Improving GCC's Infrastructure (Control Flow Graph)

This page describes ongoing work to improve GCC's infrastructure for RTL based optimizers. The work is done on a branch in GCC's CVS tree called cfg-branch, which is available to experiment in. As the patches stabilize, they will be submitted for review and acceptance into the mainline development tree. Please contact Jan Hubicka <jh@suse.cz> if you would like to contribute.

Background & Rationale

The purpose of work on the CFG branch is to update GCC's older optimization passes to use the modern infrastructure which was not available when they were written. A second purpose is to continue improving the infrastructure for RTL-based optimizations.

Currently, work concentrates on the control flow graph (CFG) data structure, originally contributed by Richard Henderson. We would like to convert all of the RTL-based optimizer passes to use it and keep it accurate. This will allow us to store more information directly in this structure, instead of using "notes" in the instruction stream which are difficult to keep accurate during optimization.

Goals

In addition to improving the infrastructure and updating the existing RTL-based optimization passes, we are implementing new optimization passes. We plan to implement optimizations that perform code duplication first such as superblock formation and loop peeling. We also plan to reimplement the loop unrolling pass.

Detailed Description

Some ideas that the cfg-branch will implement are known only in the compiler research literature but are new concepts for GCC. We'd like to explain the concepts briefly, give an overview of what we want to achieve in GCC and describe the current status.

Loop Peeling

This work is done by Jan Hubicka.

Theory

Loop Peeling is a form of loop unrolling where the first iterations from a loop are unrolled. It removes i iterations from the beginning of a loop and adds i copies of the loop body directly before the start of the loop.

Implementation in GCC

The loop peeling optimization will be done as part of the superblock formation. The tracer should peel as many iterations as can be predicted. Zdenek has also implemented simple loop peeling as part of the new loop optimizer.

Status

The code is on the branch.

The tracer peels loops with one predicted iteration. We should try to peel more than one iteration.

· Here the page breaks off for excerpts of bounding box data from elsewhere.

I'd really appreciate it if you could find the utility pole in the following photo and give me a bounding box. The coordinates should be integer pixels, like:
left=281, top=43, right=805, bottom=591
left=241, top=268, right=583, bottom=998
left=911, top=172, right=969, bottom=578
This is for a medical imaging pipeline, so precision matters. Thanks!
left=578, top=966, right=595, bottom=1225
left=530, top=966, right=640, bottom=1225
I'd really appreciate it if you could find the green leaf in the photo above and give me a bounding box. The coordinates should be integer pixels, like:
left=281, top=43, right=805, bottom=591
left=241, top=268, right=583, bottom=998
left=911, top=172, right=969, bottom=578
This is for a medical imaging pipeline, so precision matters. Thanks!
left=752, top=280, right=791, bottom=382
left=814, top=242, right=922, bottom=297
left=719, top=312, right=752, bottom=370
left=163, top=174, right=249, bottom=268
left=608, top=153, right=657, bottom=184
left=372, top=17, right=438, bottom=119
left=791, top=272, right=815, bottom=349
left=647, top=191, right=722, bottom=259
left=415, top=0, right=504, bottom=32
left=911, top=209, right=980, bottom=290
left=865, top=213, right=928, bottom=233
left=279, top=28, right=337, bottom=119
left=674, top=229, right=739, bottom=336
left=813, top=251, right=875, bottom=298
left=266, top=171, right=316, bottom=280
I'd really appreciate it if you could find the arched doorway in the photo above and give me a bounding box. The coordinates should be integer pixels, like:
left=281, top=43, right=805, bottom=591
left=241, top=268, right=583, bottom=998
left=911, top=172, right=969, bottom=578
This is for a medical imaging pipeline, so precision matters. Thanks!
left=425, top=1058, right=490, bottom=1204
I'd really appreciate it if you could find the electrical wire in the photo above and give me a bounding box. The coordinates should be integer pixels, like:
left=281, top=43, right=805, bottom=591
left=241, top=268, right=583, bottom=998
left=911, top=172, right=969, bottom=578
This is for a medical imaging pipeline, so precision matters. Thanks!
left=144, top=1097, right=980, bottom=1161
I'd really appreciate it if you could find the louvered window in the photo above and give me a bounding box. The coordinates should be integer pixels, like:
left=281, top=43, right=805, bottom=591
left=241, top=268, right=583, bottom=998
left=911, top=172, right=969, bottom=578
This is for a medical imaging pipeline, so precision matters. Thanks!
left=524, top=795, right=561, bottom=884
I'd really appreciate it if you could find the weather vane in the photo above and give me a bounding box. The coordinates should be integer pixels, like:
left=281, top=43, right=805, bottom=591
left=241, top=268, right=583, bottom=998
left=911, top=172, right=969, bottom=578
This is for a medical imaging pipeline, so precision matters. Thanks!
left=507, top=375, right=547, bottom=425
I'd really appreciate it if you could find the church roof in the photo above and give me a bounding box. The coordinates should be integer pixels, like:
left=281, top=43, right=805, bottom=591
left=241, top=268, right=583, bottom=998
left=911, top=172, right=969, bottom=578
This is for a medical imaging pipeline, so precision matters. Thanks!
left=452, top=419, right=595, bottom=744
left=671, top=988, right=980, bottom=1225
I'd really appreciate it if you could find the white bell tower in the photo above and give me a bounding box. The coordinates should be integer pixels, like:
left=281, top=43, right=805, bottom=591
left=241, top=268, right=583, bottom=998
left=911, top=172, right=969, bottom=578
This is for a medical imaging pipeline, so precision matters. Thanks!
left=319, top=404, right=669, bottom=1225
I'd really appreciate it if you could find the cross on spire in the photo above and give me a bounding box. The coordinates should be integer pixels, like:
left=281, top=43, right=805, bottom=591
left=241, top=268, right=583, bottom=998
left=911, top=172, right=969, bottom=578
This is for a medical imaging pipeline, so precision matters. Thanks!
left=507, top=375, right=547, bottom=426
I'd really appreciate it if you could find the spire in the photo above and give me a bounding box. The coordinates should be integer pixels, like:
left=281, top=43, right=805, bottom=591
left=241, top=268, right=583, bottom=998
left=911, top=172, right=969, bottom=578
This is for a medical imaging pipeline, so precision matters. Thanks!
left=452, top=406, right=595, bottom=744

Loop optimizer re-implementation

This work is done by Zdenek Dvorak.

Theory

The current loop optimizer uses information passed by the front end to discover loop constructs to simplify flow analysis. It is difficult to keep the information up-to-date and nowday it is easy to implement the loop discovery code on CFG.

Implementation in GCC

We want to use the Michael Hayes' loop discovery code and slowly replace existing features of loop optimizer by new one. So far Zdenek has modified the datastructure to allow easier updating and implemented loop unrolling, peeling and unswitching on the top of it.

Status

The main changes the loop infrastructure has been merged to mainline. Rest is being tunned on the branch.

Software Trace Cache

This work is done by Josef Zlomek.

Theory

Software Trace Cache is a basic block layout algorithm that also does code duplication during the process. While optimal code layout is an NP complete problem, allowing a limited amount of duplication should eliminate the common drawbacks of current algorithms and keep code size under control. The purpose of this pass is to minimize the number of branches and cache misses. It uses code duplication to avoid jumps. A trivial example is copying the return instruction instead of jumping to it. See [6] for a detailed description.

Implementation in GCC

The implementation will only do intraprocedural optimizations since interprocedural optimizations are out of reach of current GCC.

Status

The code is in the branch. The exact benefits needs to be measured but on non-PDO runs it brings 5% to eon benchmark (from CPU2000).

Web Construction Pass

This pass constructs webs as commonly used for register allocation purposes. After that each web gets assigned individual pseudo. This allows our register allocation pass to operate on pseudos directly, but also strengthens several other optimization passes, such as CSE, loop optimizer and trivial dead code remover.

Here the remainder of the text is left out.